Recently, I was offered for sale a homemade CD from a local belly dancer. It was a compilation featuring a variety of oriental music, sold in a plastic sleeve with a photo of the dancer, and with no track listing or other information.
At £10 a CD, it's obviously a nice way of supplementing a dancer's income, particularly at workshops where eager students can clamber to purchase the track used in the class. But this brings with it unfortunate consequences.
I can try to explain more about the implications of music piracy, but it's probably better to watch Beata Cifuentes, one of the victims of this type of crime, explaining for himself.
If you want to understand more about how much of the heart and soul of an artist goes into producing original oriental music, I would also recommend reading Yasmina of Cairo's article in this months NADA magazine.
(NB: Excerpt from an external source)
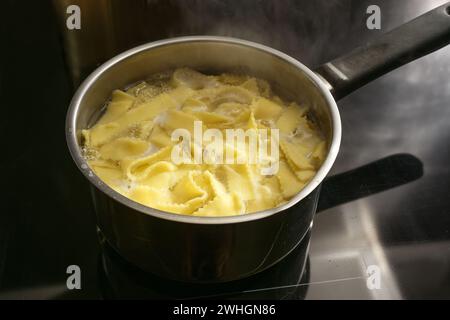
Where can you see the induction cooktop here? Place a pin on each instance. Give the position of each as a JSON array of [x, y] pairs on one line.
[[382, 230]]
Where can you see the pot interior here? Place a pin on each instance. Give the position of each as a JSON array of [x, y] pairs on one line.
[[286, 76]]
Finally, this is one of my favourite CDs:
This music was produced by Jennifer Carmen of Layali El Sharq music. One of the tracks is a beautiful Baladi accordion progression, played by Sheikh Taha (for more about Sheikh Taha read the latest issue of Mosaic magazine). Last month, I watched an experienced professional performer dance a lovely rendition to this very piece. I approached the performer later that evening to speak to her about what is one of my favourite pieces of music. But I quickly discovered that she wasn't even aware of where the music had come from, let alone know the name of the artist. And she was far from understanding the story behind it (which you can read here).
In the Arabic Dance world, performers are increasingly conscious of finding out exactly what style they are dancing to, ensuring that they understand the lyrics and are sensitive to the culture which the music comes from. So why should so many of these same artists have no reservation about disrespecting the artistry and hard work that goes into producing the very recordings that they dance to?